Supporting the troops with cannabis in Colorado

ThAs highlighted in this local article, headlined “About a 1,000 show up in Colorado Springs for veterans marijuana giveaway,” showing support for the troops had a unique meaning in one Colorado city this weekend. Here are the details:

A free cannabis giveaway at a Colorado Springs hotel Saturday attracted about a thousand people looking for an alternative medication for their physical and mental pain.

Roger Martin, the executive director and co-founder of Operation Grow4Vets, which put on the event, said the group’s goal is to bring cannabis to veterans with service-related conditions as an alternative to pain medications. “It isn’t going to hurt them as much as the prescription drugs,” he said.

Martin, an Army veteran, said he struggled with prescription drug use to help with what he called 
”24-hour” pain and an inability to sleep. “I just need something to take the pain away during the day,” he said. Martin said he discovered edible marijuana as a way to reduce pain and help him sleep more, and he wants other veterans to have the same chance to address ailments.

Matt Kahl, a former Army specialist who works for Operation Grow4Vets as a director of horticulture, said using marijuana saved his life and reduced his dependency on pain medication. Kahl said he was injured when serving in Afghanistan when he was thrown from a vehicle, causing a traumatic brain injury and hurting his spine and back. As part of his recovery, Kahl started taking more than a dozen pain medications per month. After a suggestion from a friend, Kahl started using marijuana to help with the pain. Now, he said, he is off all but two of his medications.

“It doesn’t make sense that our first line of defense is toxic medication,” Kahl said. He said marijuana use lessened his symptoms of hyper vigilance and pain, and he moved to Colorado, “I would not be alive without this,” Kahl said….

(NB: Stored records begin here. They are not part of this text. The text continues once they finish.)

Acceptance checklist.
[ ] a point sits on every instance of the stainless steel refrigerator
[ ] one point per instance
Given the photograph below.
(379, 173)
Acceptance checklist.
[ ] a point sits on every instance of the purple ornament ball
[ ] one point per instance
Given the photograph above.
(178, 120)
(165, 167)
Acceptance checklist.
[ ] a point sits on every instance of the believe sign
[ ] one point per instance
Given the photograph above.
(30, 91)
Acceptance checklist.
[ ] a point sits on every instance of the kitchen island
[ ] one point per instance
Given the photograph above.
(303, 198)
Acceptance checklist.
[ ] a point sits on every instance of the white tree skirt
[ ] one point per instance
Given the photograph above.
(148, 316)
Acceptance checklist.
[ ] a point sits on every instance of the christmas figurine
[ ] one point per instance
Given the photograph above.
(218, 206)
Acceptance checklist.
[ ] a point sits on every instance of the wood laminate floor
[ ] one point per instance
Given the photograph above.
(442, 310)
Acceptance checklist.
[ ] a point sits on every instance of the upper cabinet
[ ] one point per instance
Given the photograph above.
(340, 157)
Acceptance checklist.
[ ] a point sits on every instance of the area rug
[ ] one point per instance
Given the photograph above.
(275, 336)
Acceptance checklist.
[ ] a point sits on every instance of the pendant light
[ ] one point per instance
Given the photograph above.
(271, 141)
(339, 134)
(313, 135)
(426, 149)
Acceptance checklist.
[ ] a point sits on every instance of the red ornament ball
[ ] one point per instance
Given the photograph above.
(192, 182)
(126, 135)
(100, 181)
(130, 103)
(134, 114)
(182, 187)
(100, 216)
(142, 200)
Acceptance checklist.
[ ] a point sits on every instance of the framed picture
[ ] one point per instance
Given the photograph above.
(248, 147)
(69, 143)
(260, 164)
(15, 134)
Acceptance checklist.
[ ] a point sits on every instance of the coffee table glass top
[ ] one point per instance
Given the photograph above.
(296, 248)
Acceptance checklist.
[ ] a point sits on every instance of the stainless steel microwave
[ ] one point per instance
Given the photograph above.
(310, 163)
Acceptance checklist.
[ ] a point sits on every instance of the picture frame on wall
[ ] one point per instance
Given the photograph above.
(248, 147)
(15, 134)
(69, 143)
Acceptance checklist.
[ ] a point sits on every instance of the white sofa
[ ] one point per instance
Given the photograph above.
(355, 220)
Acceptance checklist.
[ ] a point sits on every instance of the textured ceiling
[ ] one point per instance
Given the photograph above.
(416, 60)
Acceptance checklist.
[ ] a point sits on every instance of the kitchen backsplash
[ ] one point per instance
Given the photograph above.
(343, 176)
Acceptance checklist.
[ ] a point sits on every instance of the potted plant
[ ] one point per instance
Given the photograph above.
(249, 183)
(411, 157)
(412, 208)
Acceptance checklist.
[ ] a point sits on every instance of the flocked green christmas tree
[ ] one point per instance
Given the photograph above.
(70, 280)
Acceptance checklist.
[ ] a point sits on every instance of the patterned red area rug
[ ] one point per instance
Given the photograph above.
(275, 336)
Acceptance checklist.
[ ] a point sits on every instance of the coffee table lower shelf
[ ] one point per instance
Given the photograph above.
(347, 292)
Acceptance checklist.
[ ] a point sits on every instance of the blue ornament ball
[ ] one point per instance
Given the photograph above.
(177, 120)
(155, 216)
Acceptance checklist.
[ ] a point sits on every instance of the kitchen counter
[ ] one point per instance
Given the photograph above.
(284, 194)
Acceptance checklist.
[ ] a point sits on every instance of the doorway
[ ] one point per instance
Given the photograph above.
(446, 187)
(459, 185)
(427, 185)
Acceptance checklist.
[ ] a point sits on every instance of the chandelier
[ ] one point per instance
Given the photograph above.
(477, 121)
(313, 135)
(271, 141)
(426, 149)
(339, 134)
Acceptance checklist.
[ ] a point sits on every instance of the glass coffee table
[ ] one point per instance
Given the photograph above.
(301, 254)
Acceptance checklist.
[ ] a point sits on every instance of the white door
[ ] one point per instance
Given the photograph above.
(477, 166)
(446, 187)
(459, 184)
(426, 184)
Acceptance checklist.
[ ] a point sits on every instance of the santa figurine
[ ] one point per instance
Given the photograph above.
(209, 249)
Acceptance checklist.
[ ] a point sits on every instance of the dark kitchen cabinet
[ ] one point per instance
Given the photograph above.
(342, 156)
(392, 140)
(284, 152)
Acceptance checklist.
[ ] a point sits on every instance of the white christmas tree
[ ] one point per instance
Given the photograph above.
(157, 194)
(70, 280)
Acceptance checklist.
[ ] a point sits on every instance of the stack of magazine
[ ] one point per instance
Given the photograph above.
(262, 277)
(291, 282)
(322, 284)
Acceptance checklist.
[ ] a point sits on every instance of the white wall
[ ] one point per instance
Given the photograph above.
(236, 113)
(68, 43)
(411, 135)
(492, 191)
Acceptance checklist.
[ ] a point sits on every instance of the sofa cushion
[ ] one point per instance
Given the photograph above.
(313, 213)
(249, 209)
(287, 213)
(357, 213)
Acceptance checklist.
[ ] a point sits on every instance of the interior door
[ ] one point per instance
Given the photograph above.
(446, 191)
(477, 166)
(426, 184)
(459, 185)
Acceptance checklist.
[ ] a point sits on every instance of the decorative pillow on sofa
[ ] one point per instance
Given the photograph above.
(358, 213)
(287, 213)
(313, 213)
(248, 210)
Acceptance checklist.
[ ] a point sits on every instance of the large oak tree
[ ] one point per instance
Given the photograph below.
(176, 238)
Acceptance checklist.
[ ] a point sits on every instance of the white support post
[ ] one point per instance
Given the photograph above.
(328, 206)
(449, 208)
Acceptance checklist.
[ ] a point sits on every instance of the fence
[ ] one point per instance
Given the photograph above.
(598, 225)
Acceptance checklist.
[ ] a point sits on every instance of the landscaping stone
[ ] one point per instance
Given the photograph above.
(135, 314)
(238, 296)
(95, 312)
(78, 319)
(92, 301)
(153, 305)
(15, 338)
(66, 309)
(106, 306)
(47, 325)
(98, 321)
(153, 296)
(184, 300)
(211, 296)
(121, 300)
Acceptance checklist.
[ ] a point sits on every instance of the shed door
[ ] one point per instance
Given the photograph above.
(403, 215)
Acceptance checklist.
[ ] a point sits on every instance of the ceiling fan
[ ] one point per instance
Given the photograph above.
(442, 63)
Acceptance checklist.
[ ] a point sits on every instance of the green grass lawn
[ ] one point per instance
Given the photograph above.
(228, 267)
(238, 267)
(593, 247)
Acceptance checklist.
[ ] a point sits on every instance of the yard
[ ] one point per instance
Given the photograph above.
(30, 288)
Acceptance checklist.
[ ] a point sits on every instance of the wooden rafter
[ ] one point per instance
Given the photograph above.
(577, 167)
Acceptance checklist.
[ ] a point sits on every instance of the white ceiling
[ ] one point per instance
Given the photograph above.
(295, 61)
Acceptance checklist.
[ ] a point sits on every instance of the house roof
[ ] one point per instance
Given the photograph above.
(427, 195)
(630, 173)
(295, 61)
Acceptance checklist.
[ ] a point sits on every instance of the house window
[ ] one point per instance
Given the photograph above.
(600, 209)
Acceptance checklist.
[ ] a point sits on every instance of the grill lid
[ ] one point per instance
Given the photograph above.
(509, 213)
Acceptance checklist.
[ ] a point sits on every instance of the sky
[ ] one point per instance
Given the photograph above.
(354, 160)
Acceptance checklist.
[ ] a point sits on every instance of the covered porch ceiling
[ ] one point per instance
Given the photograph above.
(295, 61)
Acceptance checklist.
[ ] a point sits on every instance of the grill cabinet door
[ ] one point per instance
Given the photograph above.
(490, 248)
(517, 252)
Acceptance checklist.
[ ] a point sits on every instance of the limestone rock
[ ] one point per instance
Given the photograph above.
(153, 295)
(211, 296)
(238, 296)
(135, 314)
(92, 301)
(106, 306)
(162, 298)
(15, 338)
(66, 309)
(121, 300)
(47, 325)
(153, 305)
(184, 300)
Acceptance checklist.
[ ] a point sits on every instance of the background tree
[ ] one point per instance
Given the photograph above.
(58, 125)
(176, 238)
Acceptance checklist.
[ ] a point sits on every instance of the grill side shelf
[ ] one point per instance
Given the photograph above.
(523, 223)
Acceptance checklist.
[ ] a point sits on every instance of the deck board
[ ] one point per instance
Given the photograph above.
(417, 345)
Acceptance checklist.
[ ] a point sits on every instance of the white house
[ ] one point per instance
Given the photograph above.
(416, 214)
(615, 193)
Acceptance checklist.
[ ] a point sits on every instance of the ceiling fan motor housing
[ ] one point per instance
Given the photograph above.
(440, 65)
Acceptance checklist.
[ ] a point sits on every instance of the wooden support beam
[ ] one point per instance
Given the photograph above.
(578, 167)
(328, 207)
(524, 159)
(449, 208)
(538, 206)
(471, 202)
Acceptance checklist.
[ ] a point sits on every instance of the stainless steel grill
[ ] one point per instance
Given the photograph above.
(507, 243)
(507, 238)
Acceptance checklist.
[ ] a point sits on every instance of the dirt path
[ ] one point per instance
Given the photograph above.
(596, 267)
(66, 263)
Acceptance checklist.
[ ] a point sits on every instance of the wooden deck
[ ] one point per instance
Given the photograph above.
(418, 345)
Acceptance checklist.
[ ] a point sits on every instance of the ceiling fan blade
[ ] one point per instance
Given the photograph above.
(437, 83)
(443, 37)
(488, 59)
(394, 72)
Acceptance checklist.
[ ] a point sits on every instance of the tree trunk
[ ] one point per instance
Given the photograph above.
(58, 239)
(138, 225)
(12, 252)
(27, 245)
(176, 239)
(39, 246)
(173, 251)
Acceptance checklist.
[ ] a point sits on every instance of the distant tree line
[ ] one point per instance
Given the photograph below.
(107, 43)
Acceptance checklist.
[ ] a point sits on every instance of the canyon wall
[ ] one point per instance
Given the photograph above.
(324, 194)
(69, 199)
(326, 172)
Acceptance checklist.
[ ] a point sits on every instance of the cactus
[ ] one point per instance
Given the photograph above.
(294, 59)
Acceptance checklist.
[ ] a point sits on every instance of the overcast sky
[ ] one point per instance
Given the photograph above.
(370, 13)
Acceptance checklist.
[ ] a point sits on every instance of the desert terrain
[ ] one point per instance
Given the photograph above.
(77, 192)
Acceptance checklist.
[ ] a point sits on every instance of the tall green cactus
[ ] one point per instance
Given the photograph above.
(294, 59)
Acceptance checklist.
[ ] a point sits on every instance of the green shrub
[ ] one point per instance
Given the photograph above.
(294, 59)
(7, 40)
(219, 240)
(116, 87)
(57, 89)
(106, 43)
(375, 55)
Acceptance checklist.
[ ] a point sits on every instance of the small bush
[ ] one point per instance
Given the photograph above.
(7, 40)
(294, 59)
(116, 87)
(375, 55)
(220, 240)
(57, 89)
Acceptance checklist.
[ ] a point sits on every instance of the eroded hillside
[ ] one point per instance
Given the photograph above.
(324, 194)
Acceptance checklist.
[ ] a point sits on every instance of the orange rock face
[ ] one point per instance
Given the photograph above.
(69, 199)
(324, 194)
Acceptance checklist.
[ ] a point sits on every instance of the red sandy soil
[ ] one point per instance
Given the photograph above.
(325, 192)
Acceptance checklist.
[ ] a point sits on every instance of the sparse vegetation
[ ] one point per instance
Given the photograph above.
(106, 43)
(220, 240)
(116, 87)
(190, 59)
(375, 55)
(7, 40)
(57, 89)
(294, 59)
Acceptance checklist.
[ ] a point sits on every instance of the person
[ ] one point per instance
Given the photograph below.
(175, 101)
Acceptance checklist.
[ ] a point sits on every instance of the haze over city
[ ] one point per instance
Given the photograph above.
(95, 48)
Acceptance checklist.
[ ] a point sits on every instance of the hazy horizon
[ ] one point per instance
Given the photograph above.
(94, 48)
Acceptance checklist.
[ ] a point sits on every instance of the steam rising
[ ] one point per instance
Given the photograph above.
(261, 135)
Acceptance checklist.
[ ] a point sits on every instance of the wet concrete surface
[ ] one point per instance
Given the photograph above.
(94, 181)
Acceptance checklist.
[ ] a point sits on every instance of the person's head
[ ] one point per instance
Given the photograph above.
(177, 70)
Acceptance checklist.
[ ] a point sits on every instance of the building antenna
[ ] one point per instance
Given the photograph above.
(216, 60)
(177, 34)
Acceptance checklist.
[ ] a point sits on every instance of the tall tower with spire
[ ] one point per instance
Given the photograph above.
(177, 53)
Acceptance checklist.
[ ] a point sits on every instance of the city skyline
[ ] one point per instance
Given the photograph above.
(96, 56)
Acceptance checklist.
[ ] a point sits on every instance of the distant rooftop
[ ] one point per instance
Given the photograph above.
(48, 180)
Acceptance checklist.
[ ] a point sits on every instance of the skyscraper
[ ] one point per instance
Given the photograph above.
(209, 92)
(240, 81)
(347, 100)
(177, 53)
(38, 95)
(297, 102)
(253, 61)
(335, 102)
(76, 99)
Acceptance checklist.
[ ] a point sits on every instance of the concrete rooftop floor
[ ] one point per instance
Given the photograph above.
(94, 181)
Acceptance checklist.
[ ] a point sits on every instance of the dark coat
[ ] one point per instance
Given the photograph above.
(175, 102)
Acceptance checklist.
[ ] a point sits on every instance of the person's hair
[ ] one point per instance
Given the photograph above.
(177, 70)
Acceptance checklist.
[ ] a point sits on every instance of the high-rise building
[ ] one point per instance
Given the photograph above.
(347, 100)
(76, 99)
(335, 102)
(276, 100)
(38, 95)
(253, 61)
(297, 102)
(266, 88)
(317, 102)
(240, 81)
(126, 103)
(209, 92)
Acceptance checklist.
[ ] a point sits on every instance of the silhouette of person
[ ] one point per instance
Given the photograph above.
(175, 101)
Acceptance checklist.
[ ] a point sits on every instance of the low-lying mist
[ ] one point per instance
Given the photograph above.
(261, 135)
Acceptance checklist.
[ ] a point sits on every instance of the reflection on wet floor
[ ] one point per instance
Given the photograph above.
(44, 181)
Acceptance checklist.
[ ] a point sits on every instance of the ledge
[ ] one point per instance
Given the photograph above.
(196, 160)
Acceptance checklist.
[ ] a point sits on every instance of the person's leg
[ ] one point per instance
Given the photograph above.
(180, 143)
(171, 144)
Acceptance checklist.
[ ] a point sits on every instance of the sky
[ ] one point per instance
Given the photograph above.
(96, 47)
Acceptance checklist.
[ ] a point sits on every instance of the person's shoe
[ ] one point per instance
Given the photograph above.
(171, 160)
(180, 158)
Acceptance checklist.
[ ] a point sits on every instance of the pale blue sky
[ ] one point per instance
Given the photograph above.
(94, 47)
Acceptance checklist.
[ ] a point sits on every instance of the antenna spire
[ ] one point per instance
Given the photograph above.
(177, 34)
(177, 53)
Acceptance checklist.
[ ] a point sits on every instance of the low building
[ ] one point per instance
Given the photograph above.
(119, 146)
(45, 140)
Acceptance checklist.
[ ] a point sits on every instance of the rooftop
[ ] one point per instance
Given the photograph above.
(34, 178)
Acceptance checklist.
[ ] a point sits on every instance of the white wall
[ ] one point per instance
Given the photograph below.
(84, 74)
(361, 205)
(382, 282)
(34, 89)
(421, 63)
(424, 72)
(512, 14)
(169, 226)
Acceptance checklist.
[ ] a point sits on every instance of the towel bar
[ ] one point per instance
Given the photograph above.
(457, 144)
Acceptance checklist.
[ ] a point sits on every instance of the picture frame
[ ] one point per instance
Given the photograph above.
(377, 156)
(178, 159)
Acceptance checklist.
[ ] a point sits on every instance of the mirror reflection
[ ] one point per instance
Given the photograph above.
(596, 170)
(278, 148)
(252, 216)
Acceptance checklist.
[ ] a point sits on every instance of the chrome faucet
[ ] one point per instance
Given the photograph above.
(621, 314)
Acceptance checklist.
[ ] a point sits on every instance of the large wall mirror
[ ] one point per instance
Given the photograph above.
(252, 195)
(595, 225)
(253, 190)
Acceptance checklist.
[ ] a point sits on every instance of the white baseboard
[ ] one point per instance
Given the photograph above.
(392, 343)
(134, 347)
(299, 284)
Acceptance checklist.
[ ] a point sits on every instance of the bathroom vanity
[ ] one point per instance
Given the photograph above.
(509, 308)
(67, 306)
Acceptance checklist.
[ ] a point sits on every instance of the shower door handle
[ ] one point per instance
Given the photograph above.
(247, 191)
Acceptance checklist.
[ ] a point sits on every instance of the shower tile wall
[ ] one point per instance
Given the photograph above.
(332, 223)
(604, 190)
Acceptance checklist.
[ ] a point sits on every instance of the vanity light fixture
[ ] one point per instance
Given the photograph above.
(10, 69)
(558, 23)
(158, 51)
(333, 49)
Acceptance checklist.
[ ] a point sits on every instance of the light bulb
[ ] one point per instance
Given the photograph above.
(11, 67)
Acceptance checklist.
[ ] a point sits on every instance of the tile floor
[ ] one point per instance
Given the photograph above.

Martin said some might have been disappointed because they were not handing out bags of marijuana, but that was not his group’s goal. “We’re not about getting people high,” he said, Martin said the organization plans to have at least three more events this year, including another in Colorado Springs. Operation Grow4Vets also sponsored an event last weekend in Denver, which Martin said attracted hundreds of people, but the event in Colorado Springs, he said, attracted about 1,000 people.